All around Lviv there are reinforced road blocks. We were stopped a few times and the passports were checked and they checked the trunk. Men and women soldiers had machine guns and road block style fortified positions were piled high with sand bags. I have to say this brought me right back to my childhood as this was a regular occurence for me growing up in Northern Ireland. These road blocks reminded me more of the border crossings into the Republic of Ireland which were are reinforced and bomb proof constructions with good views of the approach and the surrounding area. The British Army were always armed with machine guns and pistols and they were often accompanied by the police who were also armed. They would usually park in a chicane style format and in Lviv, the roadblocks were very similar where the cars had to weave around and the road ahead was hidden from the approaching vehicles by interlocking barricades. My Ukrainian friends could tell I was right at home.

The three of us fitted snugly into one of the bedrooms in Jura’s apartment. We got to bed probably around about 12 or 1 in the morning on our first night and I took the sofa. I fell asleep very quickly but woke up again at 3 a.m. to the drone of an air raid siren. I lay there in a semi comatose state listening to see what the other guys would do. The air raid siren stopped and the other guys didn’t seem to stir so I just went back to sleep. I’d already been told that the air raid sirens went off even if it was a military target under attack and that most people in Lviv didn’t even bother going to the bomb shelters. So now I know that feeling. I actually know some people in Kiev who do the same thing. Anyway, I woke up in the morning at about 7 or 8 and was told by the guys that there had not actually been any missiles hitting Lviv but that it had been an attack on Kiev and they had suspected a coordinated attack on Lviv and so the air raids sirens sounded there anyway. The next night we stayed at a different address and when I woke up in the morning I found out that there had been a missile attack 5km from the place where we were staying. I slept through the whole thing and we had stuff to do that day so we didn’t really dwell on it very much but I did send my family a text quickly to let them know that I was alright.
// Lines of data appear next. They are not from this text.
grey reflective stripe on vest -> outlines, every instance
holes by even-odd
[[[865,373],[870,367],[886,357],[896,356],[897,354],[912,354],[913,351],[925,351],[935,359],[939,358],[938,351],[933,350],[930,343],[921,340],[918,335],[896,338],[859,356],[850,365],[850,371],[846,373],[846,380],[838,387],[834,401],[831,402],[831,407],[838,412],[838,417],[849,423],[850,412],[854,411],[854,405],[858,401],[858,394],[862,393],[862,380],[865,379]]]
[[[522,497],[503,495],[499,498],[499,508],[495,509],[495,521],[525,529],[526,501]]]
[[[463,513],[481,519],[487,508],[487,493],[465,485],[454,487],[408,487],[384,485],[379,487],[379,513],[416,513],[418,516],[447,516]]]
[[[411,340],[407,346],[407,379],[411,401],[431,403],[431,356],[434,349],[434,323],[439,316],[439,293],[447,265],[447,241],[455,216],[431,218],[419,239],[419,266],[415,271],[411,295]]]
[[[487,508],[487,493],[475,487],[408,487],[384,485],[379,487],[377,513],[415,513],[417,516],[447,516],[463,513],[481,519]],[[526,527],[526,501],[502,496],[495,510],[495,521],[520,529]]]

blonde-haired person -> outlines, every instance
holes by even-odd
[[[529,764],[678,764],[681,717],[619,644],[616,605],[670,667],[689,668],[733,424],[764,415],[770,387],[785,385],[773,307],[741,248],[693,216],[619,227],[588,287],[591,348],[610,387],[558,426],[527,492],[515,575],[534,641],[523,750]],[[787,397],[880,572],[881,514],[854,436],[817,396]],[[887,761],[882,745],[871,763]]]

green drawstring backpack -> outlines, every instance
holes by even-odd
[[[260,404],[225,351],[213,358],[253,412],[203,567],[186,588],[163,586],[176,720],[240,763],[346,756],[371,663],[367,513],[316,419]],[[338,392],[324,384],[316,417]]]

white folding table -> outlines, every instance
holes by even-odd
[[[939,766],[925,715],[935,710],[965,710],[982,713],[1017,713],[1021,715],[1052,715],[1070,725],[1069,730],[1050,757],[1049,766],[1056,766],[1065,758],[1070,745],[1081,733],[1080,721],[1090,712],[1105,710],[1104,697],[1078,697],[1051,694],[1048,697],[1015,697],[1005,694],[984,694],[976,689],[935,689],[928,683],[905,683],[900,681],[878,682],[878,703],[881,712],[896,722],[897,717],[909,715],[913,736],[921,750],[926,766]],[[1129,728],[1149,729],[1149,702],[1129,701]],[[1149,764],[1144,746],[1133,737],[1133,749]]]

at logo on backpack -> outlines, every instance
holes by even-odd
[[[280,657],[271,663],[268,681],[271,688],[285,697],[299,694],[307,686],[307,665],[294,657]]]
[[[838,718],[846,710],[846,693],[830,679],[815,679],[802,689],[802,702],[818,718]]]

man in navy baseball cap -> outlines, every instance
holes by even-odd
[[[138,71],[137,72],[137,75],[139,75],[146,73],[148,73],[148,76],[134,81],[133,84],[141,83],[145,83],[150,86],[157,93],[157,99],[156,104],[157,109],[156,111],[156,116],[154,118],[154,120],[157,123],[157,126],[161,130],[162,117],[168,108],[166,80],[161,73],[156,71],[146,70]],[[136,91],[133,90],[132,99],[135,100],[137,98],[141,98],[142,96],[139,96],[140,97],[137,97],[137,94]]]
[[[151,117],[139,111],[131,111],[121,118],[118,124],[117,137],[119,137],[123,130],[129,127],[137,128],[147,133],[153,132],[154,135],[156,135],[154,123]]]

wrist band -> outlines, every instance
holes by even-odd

We had meetings with our guys in Lviv during the few days. We were there to try to design a project and see how it would work and to try to find a niche in the humanitarian effort and capitalise on the fact that we have a solid volunteer base of Ukrainian men.
That done, we found out that we would be accompanying one of our dear friends and her 90 year old mother back across the border and into Warsaw the next day. I’ll tell more about that journey in my next article. Meanwhile here is my written salute to all The Men Behind The Wire. I don’t mean this in a political way, but take time if you can to listen to the Irish Rebel song, The Men Behind The Wire and try not to shed a tear as you think about the men of Ukraine who remain standing at this time, behind the wire, in whatever capacity that may be. It’s easy for me to go in to a ‘safe city’ on the western border and claim that I know anything about what those men are going through psychologically and emotionally, separated from their wives and mothers, broken sleep from air raid sirens every night, tired every day, many with loaded weapons at the ready, having fled their homes, seeing Ukrainian babies and children’s bleeding and dead bodies on their TVs and internet feeds, under constant threat of bombing and death or being called into the army at short notice. I didn’t face any of those things. I just live in the hope that I can be a part of something that will make a difference to their lives and the lives of those they love. Slava Ukrainia!